LadyStardust schreef:
Traagzame passen zette hij vooruit, het kamp rondom zich in zich opgenomen, puur om zijn licht heimwee gerust te stellen. Hij was terug. Nooit had hij erge last van heimwee, het nooit gevoeld door het gebrek aan een thuisbasis. Schepen waren zijn thuis. Eilanden waar hij soms een aantal nachten op doorbracht behoorden hier ook toe. En toch, ondanks alle ontkenende gedachten was het prettig om terug te zijn in het kamp.
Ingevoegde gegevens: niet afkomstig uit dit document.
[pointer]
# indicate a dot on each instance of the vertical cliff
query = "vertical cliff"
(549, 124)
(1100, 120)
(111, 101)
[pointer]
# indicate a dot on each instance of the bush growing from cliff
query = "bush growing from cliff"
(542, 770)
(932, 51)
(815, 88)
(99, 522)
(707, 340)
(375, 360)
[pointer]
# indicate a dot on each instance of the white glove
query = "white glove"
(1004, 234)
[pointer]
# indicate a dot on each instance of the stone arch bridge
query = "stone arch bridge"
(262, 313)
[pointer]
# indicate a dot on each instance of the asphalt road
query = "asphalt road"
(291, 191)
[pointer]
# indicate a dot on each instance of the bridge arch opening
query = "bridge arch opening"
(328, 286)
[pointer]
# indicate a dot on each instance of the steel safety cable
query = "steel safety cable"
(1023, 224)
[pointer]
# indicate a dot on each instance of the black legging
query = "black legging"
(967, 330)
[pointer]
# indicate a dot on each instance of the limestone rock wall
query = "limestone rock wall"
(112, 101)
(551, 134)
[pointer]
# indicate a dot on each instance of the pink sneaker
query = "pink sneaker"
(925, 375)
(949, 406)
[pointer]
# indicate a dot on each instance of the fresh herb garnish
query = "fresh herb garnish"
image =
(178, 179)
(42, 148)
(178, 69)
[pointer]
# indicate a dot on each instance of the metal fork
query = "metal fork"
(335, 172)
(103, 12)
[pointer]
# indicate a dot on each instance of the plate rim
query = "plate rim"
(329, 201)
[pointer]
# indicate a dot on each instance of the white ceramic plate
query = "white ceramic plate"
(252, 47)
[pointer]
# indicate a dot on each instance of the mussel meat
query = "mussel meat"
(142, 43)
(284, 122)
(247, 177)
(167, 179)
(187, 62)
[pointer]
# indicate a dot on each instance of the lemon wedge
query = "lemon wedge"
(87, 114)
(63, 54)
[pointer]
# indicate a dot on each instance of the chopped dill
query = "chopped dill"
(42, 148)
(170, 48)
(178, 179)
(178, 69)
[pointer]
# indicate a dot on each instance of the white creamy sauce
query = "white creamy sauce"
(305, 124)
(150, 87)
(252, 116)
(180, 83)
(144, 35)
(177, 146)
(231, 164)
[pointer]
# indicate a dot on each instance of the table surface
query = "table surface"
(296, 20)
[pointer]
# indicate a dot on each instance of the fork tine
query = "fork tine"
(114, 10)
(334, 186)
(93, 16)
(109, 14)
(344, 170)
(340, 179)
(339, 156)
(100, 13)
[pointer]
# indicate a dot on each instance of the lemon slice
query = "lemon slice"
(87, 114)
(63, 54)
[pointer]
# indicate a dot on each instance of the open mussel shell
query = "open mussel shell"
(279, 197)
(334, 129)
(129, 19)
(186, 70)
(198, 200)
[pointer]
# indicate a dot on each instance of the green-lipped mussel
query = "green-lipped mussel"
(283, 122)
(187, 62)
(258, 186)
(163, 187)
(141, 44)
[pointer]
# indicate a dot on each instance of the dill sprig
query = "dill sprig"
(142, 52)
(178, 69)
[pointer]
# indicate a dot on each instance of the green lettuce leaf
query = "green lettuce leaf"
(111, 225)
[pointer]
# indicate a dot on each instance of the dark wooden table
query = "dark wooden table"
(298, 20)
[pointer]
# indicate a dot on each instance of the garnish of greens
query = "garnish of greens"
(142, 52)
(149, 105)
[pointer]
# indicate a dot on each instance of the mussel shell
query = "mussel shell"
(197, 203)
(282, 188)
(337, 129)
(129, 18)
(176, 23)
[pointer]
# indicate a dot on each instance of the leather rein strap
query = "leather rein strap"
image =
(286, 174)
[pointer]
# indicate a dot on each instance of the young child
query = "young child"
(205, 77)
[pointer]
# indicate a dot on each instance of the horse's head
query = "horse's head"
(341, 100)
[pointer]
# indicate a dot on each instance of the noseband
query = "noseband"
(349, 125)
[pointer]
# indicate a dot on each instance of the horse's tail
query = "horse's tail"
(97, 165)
De deur kraakte bij het openen, het gepiep van de schanieren kwam ergerlijk bij hem binnen. Niet meteen kwam hij aan bij het kantoor van mr. D, hiervoor nog een deur moeten passeren, waar hij eerst een op klopte. 'Come in.' Hoorde hij een bekende stem mompelen, en toch verstaanbaar genoeg voor Davey om het te verstaan. Davey duwde de deur open en meteen werd hij bekeken door de god. 'Davey! My boy, take a seat.' Enthousiast bracht hij het naar buiten, zijn hand gebarend naar de stoel tegenover zijn bureau, waarop Davey plaats nam. 'I heard you need a new ship, because I'm assuming the last one got destroyed again.' Davey knikte even. 'Poseidon?' Een lach liet de jongen horen, onderwijl hij zijn hoofd schudde. 'Oh no, let me tell you.' Ook mr. D lachte even, onderwijl hij hem liet spreken. 'So here I was, crew and all, just chilling on this island for a while, because why not. So one of my crew members does something stupid and Zeus gets mad, like, furious. So the next day we set sail, ready to get back home or to whatever island we can find. And this fucker-' Mr. D onderbrak hem, wat ergens begrijpelijk was. 'Be respectfull, Davey.' Davey kon echter alleen met zijn ogen rollen. 'So this god sends lightning right into my ship. The whole thing explodes, my entire crew is dead. I am left clinging to a piece of wood, trying to comprehend what just happened, when he sends a gust of wind, sending me straight into the ocean. I, ofcourse, am a little angry myself, only to be distracted by Charybdis. Who even created that thing?' Hij was even stil, aangehoord hoe mr. D zat te lachen. 'Probably Zeus.' Werd hem toen verteld. 'Or Poseidon, it is a sea monster after all.' Voegde de god er nog aan toe. 'I figured.' Mompelde Davey wat chagrijnig.
'So that thing eats my piece of wood, letting me to cling onto a rock that stuck out above the water. A few hours later, I get my piece of wood back, so I paddle the hell out of there. I don't know how long it was, but I washed up on the shore of an island. The king gave me a ship and a crew and they brought me back here.' Mr. D leek sprakeloos, Davey knikte even. 'I'll get you a new ship.' Een glimlach vertoonde Davey. 'Thanks.' En daarmee stond hij op, richting de deur gelopen, nadat hij gedag had gezegd.
Slenterend liep hij richting zijn cabin. Het hele kamp moest hij door, ondanks zijn gebrek aan energie. Hier en daar begroette hij wat kampers, onderwijl hij zijn naam op sommige komenten hoorde. Ze hadden door dat zijn terugkomst bijzonder was. Hij was immers vaak weg, maar als hij er was had hij veel te vertellen. Ditmaal had hij er geen zin in, hij zal wel wat verhalen vertellen tijdens het eten. Eindelijk arriveerde hij bij de cabins. Vanuit zijn ooghoek zag hij Melanthi op het dak van, wat hij verwachtte, Artemis' cabin zitten. Even stond hij stil, vragend gekeken naar hoe ze op het dak gekomen was, vooraleer hij zich realiseerde dat de cabin verschilde van de anderen qua dak. Hij liep weer verder, naar zijn eigen cabin. Indrukwekkend was het niet. Geheel van hout gemaakt, nog kleinder dan de rest van de cabins. De deur duwde hij open, waarna hij even zuchtte. Het was een rommel binnen, wat het altijd was. Spullen die hij had meegebracht van zijn reizen stonden overal, het bijna laten leken op de kapiteinshut van een schip. Veel meubulir was er ook niet. Een hangmat, bank, kast en bureau met stoel stonden er, verder waren het planken aan de muur en wapens die er rondgeslingerd lagen. Davey liet zich vallen op de bank, zijn ogen even gesloten.